Tuesday, May 15, 2012

Smile, You're on Panoramic Camera!


When I was a child, the most fun thing to me—but also the scariest—was a skeleton. I was obsessed by the knowledge that a person had that strange structure underneath it all, that a smiling face hid a death grimace. It was, I admit, a morbid fascination; death called early in my life and left its mark on my family. 

It made me dream of becoming a doctor. I learned the names of all the major bones and I pored over the illustrations and overlays in the “H" (for human body) volume of our red leather set of World Books.

My Halloween costume of choice was, of course, a skeleton. It consisted of a black nylon jumpsuit-sort-of-thing with the tibias and fibulas, the sacrum and the clavicles rendered in glittery, glow-in-the-dark paint. The mask was a skull with a spider crawling out of the nose hole.

http://flic.kr/p/5Zam9V
On our black-and-white Zenith, I happened to see Jason and the Argonauts do battle with an army of skeletons. Now THAT was scary! How exactly do you kill skeletons? You can thrust swords and spears right through them and they’ll just rattle on; they’ll keep on coming!

All of this came back to me when I went to the dentist last week. I had the panoramic x-ray, the one where you stand still and the camera travels around your head, scanning as it goes. Here were new and accurate pictures of my own leering skull. It’s not fun or scary anymore, but weird it is. Still. 

It's strange to me that humans are able to stand because the architecture of death—the memento mori—lies within us. And that “Remember, you will die!” message jangles like a jawbone all through world art—visual and literary—and perhaps through all the accomplishments of science and technology.

Pop culture, saturated as it is these days with vampires and zombies, complicates the message some. Whether we should fear the undead or love them is apparently the question pop culture wants answered.

Might not our morbid fascination be the collective unconscious's guilty verdict on a society that vacuums babies from the womb while it pleads mercy for Satanic criminals?

Do we, at some level, individually and/or collectively, identify with the undead? Are we afraid that we will die or that we already have? 

Or are we the weaponless ones in a battle with an army of skeletons?

Or . . . is this, like my dreams of being a doctor, just a childish, passing phase?

Tuesday, May 8, 2012

The Way to Wait


Waiting is perhaps the finest of the fine arts.

To wait without appearing to wait—without wearing your impatience on your sleeve—that is perhaps the truest test of creativity, of grace, and of faith.


Calm acceptance of delayed gratification, said to be the measure of maturity, is achieved only by those who have given up on achieving anything. They can stand to wait because they know their moment isn’t coming. 

Everyone else is hopping impatient on the inside, whatever they are like on the outside. Ambition, desirethis is bad company for patience. It chafes and burns and torments.

Aging means we must wait less and less. Christmas comes around more than once a year. And what month IS this anyway? Last time I checked was a week ago, and I’ve flipped two calendar pages since then. 
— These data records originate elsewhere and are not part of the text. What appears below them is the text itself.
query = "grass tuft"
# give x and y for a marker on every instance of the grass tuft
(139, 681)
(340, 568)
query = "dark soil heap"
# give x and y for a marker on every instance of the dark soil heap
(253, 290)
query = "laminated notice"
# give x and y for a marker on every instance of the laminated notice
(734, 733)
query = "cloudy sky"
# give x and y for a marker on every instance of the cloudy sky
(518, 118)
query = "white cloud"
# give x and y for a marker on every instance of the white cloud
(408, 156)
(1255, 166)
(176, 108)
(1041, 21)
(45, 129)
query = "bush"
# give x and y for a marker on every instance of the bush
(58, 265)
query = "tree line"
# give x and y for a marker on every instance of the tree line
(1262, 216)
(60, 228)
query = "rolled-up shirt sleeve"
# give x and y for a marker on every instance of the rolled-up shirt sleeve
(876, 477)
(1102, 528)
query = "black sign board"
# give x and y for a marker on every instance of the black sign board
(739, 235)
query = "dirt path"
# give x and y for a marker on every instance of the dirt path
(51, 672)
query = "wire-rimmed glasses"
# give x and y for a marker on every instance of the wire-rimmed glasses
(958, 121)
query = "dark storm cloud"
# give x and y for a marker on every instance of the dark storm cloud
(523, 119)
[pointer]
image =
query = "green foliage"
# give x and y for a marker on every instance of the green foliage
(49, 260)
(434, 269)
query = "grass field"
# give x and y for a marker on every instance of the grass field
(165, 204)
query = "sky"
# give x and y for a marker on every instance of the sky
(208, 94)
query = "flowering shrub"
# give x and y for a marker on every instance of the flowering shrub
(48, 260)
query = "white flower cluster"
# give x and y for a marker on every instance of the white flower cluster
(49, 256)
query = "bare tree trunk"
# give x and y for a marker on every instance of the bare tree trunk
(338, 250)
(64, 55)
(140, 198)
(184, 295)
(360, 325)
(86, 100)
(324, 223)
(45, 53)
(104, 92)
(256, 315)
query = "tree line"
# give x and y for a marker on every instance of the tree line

And yet, aging means we must wait more as well, because almost everyone is younger and therefore in the kind of hurry that inevitably creates delay.

Age can be a crowbar. If we want, we can use it to pry into checkout lines and leave everyone gaping at our arrogant impatience. Not recommended. 

Age is also an excuse to slow down. To take time. Not as thief, but as connoisseur. To savor and consider.

Waiting for a novel to take shape is like waiting on the mountaintop for stone tablets. Believe it: more are coming. Age protectively forgets the number that crumbled on the way down the slope.

http://flic.kr/p/9Hna1o

The way to wait has more to do with faith than youth can imagine.